Debut in Detroit and Geneva 30 years ago
The elegant two-door models had their world premiere at the North American International Auto Show (NAIAS) in Detroit from 11 to 19 January 1992. The European debut followed at the Geneva Motor Show from 5 to 15 March 1992. Initially, the two variants 500 SEC (V8 engine with 4,973 cc displacement and 235 kW/320 hp) and 600 SEC (V12 engine with 5,987 cc displacement and 290 kW/394 hp) were offered. The engine power matched that of the respective 140 model series S-Class Saloons. From 1994, a third model featuring a 4.2-litre V8 engine with four valves per cylinder complemented the luxury coupé model range. At that time, however, they no longer bore the designation SEC, but were known as S-Class Coupés following the introduction of the new Mercedes-Benz nomenclature for all passenger car model series in June 1993. From 1996 until the end of production in 1998, the elegant two-door models were finally called the CL-Class.
The fact that the SEC coupés earned their top billing with more than just technical excellence, performance and a proud price was made clear not least by the reviews of the two-door models in international media: “Fit for a king (and fetching a princely sum),” wrote the specialist magazine “Road & Track” about the Mercedes-Benz 600 SEC in its April 1993 issue. In March 1993, the “Frankfurter Allgemeine Zeitung” even praised the same model as the “Emperor of the Autobahn” in a driving report entitled “His Majesty the Coupé will see you now”. However, the author also paid tribute to the large coupé’s dynamics: “Surprisingly nimble, the voluminous car throws itself around the bends [on the country road] as if it weighed only half as much.”
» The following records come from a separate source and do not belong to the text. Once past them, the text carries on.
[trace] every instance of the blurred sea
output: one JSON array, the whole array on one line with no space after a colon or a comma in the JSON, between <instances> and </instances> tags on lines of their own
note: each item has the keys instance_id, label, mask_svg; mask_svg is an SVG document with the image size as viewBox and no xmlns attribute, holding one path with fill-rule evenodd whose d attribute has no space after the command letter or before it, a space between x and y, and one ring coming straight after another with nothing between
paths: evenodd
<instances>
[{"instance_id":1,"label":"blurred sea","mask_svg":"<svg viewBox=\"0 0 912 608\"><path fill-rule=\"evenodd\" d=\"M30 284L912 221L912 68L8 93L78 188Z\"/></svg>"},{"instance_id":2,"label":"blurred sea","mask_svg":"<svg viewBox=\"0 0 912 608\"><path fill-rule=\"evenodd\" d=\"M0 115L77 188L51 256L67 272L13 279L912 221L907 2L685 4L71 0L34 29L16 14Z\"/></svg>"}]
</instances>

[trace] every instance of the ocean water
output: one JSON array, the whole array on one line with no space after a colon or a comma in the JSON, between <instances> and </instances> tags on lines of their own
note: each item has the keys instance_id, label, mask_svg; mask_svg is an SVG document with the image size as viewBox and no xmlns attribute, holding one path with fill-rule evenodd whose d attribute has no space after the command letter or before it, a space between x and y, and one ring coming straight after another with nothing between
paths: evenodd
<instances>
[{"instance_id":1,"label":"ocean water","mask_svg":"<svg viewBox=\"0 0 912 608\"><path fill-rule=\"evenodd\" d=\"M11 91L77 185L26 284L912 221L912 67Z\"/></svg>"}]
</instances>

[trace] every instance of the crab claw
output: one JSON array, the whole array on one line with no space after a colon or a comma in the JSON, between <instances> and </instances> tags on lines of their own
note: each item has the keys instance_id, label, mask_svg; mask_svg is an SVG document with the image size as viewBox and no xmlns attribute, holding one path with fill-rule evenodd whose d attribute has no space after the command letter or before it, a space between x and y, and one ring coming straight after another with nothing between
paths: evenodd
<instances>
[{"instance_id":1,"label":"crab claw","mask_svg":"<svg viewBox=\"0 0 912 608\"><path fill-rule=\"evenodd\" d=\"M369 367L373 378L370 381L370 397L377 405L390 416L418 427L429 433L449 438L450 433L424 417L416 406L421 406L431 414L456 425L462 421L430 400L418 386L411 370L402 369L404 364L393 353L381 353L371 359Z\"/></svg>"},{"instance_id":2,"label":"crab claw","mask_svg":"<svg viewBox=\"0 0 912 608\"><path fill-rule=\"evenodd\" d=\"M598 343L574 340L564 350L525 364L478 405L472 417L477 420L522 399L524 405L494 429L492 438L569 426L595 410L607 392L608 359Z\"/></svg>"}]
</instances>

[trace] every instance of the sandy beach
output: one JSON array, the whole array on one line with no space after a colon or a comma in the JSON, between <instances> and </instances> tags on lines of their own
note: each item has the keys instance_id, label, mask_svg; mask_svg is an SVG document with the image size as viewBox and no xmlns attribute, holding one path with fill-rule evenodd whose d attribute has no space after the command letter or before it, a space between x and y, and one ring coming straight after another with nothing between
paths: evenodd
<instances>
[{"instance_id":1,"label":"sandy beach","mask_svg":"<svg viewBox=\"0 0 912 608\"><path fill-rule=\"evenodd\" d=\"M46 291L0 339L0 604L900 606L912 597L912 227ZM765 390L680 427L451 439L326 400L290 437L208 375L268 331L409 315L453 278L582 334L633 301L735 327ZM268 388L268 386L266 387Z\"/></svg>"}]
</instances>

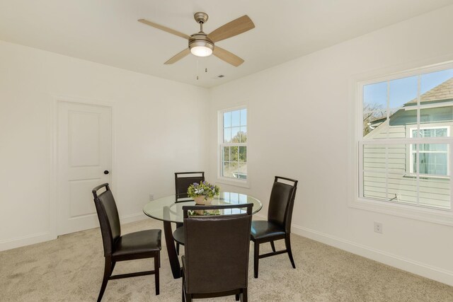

This unique combination of luxurious elegance and sporting performance delights lovers of the brand today as much as it did 30 years ago. In total, exactly 26,022 of the model series 140 coupés were built at the Sindelfingen plant within six years. Of these, almost a third were flagship V12 models (8,573 vehicles). Significantly more than half of the customers opted for the variant with the 5-litre V8 engine (14,953 vehicles).